Brandt then proposes two alternative measures – ‘retained visits’ (the count of visits with more than one page impression) and ‘true average duration’ (the average duration of retained visits). These metrics are not without some merit – it’s useful to know how many visits contained more than one page view, and the average duration of these visits. But Brandt goes on to assert that these two metrics should replace the standard measurements of visits and average duration in GA and (presumably) other tools. This suggestion is ridiculous, for the following reasons:
- Contrary to Brandt’s assertions, there are a host of scenarios where a single-page visit is a perfectly valid visit, including, for example, this blog, for crying out loud, which has a high proportion of single-page visits because readers either just read the homepage and leave, or click through to an article from their RSS reader. So chucking all these kinds of visits out is crazy.

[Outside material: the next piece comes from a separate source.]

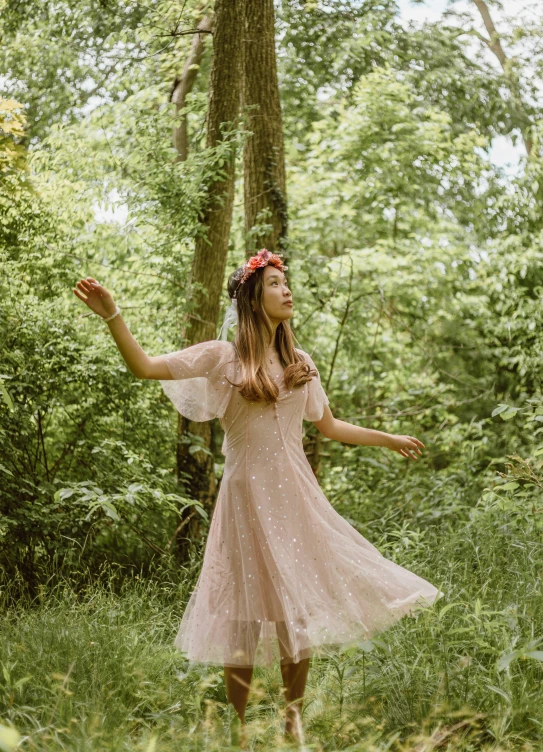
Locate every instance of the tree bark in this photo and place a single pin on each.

- Whilst the inaccuracy of including single-page visits in average visit duration calculations is known to be a problem, removing these visits from the calculation doesn’t yield a magically ‘accurate’ number, it just yields one that is inaccurate in a different way. You still have no idea how long people looked at the final page of their visit for, and with a two-page visit this can introduce a huge potential inaccuracy.
- Such standard metrics as exist in the web analytics industry are the result of long and arduous wrangling. There are no sacred cows, but you need a really good reason to exchange a simple and easy-to-understand metric for one which is more complex and offers no discernible benefit.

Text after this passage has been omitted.